The invention relates to the field of semiconductors, in particular to a substrate structure on silicon nitride and a preparation method thereof.

Background

The SOI technology can realize the medium isolation of elements in an integrated circuit, and the substrate eliminates the parasitic latch-up effect in a bulk silicon CMOS circuit. In addition, the technology has the advantages of small parasitic capacitance, high integration level, high speed, simple process, small short channel effect, low voltage, low power consumption, low leakage current, compatibility with the existing silicon process and the like. However, the existing SOI substrate is expensive to manufacture, and the stress control of the top silicon layer is difficult, so that the application scenarios of the SOI technology are limited.

The invention is therefore proposed.

Disclosure of Invention

The invention mainly aims to provide a substrate structure on silicon nitride and a preparation method thereof, and solves the problems of uncontrollable strain of a top semiconductor material, complex process and high cost in the prior art.

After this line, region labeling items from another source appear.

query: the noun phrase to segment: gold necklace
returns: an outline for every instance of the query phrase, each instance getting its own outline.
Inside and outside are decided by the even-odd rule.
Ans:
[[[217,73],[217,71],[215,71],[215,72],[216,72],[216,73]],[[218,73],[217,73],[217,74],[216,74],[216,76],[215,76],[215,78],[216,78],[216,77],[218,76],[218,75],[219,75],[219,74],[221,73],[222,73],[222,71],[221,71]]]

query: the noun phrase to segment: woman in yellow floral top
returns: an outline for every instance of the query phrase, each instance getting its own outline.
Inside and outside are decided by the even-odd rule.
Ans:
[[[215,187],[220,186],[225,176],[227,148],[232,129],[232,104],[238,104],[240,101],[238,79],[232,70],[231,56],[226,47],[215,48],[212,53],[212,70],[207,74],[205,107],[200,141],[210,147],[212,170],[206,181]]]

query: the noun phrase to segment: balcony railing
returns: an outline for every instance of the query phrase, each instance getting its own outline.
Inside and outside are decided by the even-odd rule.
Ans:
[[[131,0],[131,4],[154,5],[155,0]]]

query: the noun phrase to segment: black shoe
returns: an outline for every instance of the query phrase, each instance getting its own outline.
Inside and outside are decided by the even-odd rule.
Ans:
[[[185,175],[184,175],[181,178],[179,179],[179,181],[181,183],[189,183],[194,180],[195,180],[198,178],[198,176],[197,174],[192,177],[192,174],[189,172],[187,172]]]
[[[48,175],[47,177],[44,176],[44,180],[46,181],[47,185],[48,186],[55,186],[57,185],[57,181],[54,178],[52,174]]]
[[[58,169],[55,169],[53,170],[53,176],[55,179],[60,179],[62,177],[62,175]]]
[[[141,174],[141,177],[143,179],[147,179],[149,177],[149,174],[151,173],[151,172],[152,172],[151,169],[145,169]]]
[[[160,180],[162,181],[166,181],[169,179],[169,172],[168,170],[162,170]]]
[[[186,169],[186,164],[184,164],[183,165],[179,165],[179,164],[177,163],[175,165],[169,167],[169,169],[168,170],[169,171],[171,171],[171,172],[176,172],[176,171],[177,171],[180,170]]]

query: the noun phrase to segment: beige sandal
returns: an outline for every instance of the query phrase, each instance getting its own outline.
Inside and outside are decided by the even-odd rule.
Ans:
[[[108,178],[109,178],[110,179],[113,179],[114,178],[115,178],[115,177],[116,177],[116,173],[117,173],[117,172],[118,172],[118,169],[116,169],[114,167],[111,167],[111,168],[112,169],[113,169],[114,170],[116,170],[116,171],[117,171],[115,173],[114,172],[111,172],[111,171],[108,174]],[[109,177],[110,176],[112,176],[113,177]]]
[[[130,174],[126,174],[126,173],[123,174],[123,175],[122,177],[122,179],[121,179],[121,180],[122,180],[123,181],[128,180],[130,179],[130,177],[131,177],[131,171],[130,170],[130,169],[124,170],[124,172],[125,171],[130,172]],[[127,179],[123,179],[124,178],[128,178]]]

In order to achieve the above object, the present invention provides the following technical solutions.

A first aspect of the invention provides a method of fabricating a substrate structure on silicon nitride, comprising the steps of:

providing a first substrate;

forming a first dielectric layer on the first substrate;

forming a SiNx layer on the first dielectric layer;

etching the SiNx layer to form a plurality of grooves;

forming a second dielectric layer covering the SiNx layer and filling the groove;

carrying out flattening treatment on the surface of the second dielectric layer to obtain an insulated substrate;

and (c) subjecting the insulated substrate to any one of the following processes:

depositing a semiconductor material on the second dielectric layer in a first mode;

bonding the insulated substrate with a second substrate with a third dielectric layer formed on the upper surface, wherein the bonding surface is the third dielectric layer and the second dielectric layer; the second substrate is then optionally thinned.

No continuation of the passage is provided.